Dienstag, 15. Januar 2019

Hoch die Segel...fertig...los! :)

Auch im Schuljahr 2018/2019 werden die Jugendsozialarbeit an Schulen Erlangen und die Werner-von-Siemens-Realschule es einer Klasse ermöglichen das "Segelprojekt - Leinen Los!" zu erleben (siehe Idee und Konzept).

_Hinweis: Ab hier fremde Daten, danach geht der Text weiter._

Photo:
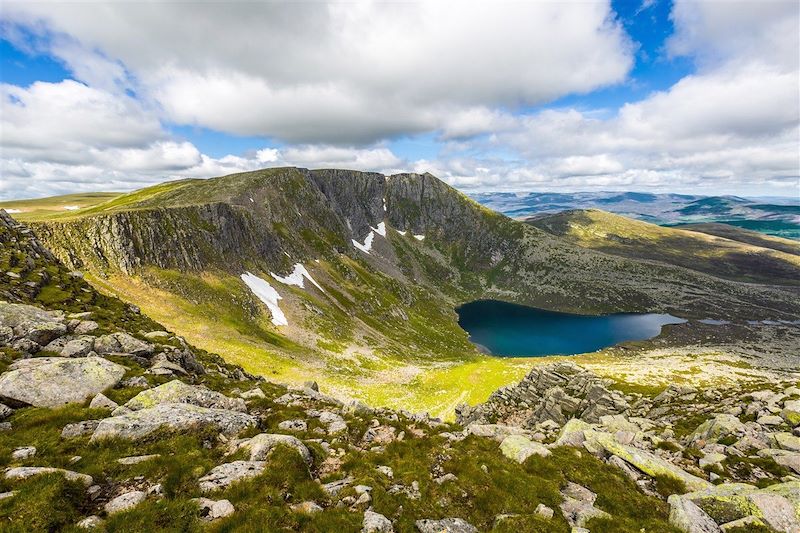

Um eine faire Auswahl einer 6ten Klasse möglich zu machen, wurde durch Frau Klarmann eine Klasse ausgelost.
Nun ist es endlich bekannt........Trommelwirbel........ im Schuljahr 2018/2019 fährt vom 03. bis 07. Juni 2019 die Klasse 6c zum Segeln !!!!!



Freitag, 11. Januar 2019

Und wir denken immer noch gerne an das gemeinsame Erlebnis

Bereits ein halbes Jahr ist nun vergangen als die gesamte Segeltruppe 2017/2018 am Brombachsee so einige Kompetenzen und Fähigkeiten an sich entdeckt und (weiter-)entwickeln konnte. Folgendes Video wurde von unserer Lehrkraft Frau Thron erstellt und gibt einen gigantischen Einblick in unser gesamtes "Segelprojekt - Leinen Los! 2017/2018" - wir sind begeistert. Vielen Dank!!!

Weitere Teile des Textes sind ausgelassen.